Rampaging
John Connelly
- Ivan’s War: The Red Army 1939-45 by Catherine Merridale
Faber, 396 pp, £20.00, October 2005, ISBN 0 571 21808 3 - A Writer at War: Vasily Grossman with the Red Army 1941-45 edited and translated by Antony Beevor and Luba Vinogradova
Harvill, 378 pp, £20.00, September 2005, ISBN 0 18 434305 4
What are we to make of the Red Army? On the one hand, it was the force that first stopped and then destroyed the armies of German National Socialism, in achieving which Russian soldiers suffered in ways that exceed the limits of Western imagination: the toll of dead – more than eight million – reveals numbers as the abstraction they are. And for much of the war those killed in combat were the lucky ones: the Germans let three million prisoners starve to death.
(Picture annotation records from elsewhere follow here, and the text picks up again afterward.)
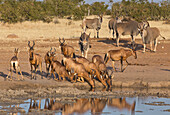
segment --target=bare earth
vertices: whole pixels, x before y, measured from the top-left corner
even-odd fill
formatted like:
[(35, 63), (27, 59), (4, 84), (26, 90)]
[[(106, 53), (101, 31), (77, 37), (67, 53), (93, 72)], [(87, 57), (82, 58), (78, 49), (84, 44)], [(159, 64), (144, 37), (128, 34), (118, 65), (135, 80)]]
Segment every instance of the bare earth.
[[(93, 30), (91, 32), (90, 43), (92, 48), (88, 53), (88, 59), (91, 60), (92, 56), (97, 54), (104, 57), (105, 53), (111, 49), (118, 49), (115, 47), (115, 41), (109, 40), (108, 33), (108, 16), (104, 17), (102, 29), (100, 30), (100, 38), (93, 38)], [(76, 55), (80, 55), (78, 38), (81, 34), (81, 21), (70, 21), (66, 19), (59, 19), (59, 24), (44, 24), (42, 22), (24, 22), (21, 24), (1, 24), (0, 26), (0, 100), (7, 101), (7, 97), (11, 96), (24, 96), (28, 94), (35, 94), (34, 96), (49, 96), (49, 95), (65, 95), (65, 94), (89, 94), (98, 95), (99, 92), (83, 92), (80, 89), (84, 87), (89, 88), (87, 83), (70, 83), (68, 81), (58, 82), (53, 79), (48, 80), (46, 78), (40, 79), (40, 73), (38, 72), (38, 80), (30, 80), (30, 65), (28, 61), (28, 40), (35, 41), (35, 52), (45, 56), (45, 53), (50, 50), (51, 47), (57, 49), (58, 60), (61, 61), (63, 55), (59, 49), (59, 37), (66, 38), (66, 43), (72, 45), (76, 50)], [(162, 40), (160, 38), (157, 52), (151, 53), (149, 49), (146, 53), (142, 53), (142, 41), (140, 36), (137, 36), (137, 55), (138, 58), (128, 58), (130, 65), (122, 73), (120, 72), (120, 62), (116, 62), (116, 68), (118, 72), (114, 72), (113, 87), (130, 87), (130, 88), (169, 88), (170, 87), (170, 26), (162, 24), (163, 22), (150, 22), (150, 25), (156, 26), (160, 29), (161, 34), (167, 39)], [(14, 36), (15, 34), (16, 36)], [(129, 47), (130, 36), (125, 36), (120, 40), (120, 48)], [(4, 81), (4, 78), (9, 73), (9, 60), (13, 56), (15, 48), (19, 48), (19, 60), (21, 70), (24, 75), (25, 81)], [(108, 70), (112, 70), (111, 61), (107, 64)], [(43, 75), (45, 76), (45, 64), (43, 61)], [(14, 78), (17, 78), (13, 73)], [(78, 89), (76, 87), (79, 87)], [(96, 81), (96, 87), (103, 87), (101, 83)], [(69, 92), (69, 91), (72, 92)], [(106, 95), (116, 95), (112, 89), (112, 92), (105, 93)], [(74, 92), (75, 91), (75, 92)], [(105, 91), (105, 90), (103, 90)], [(125, 91), (123, 89), (121, 91)], [(117, 95), (158, 95), (158, 96), (170, 96), (170, 91), (167, 89), (150, 89), (141, 90), (137, 94), (134, 94), (134, 90), (128, 90), (130, 94), (118, 93)], [(136, 91), (136, 90), (135, 90)], [(15, 92), (15, 93), (14, 93)], [(31, 93), (32, 92), (32, 93)], [(34, 92), (34, 93), (33, 93)], [(11, 101), (11, 100), (10, 100)]]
On the other hand, once it left Soviet territory and marched on Berlin and Vienna, the Red Army outmatched every other fighting force in the European war – excepting its enemy – in violating civilian populations. In Berlin alone more than 100,000 women were raped, many repeatedly, and to this one must add tens of thousands of brutalised Polish, Slovak, Hungarian, Romanian and Yugoslav women. After the war, Soviet soldiers sealed their regime’s hold on East Central Europe, and crushed any attempts by the population to wrest greater freedoms. For good reason we associate the years 1953, 1956 and 1968 with Soviet tanks appearing on the streets of East Berlin, Budapest and Prague. The region could not be liberated from totalitarian rule until the Red Army departed.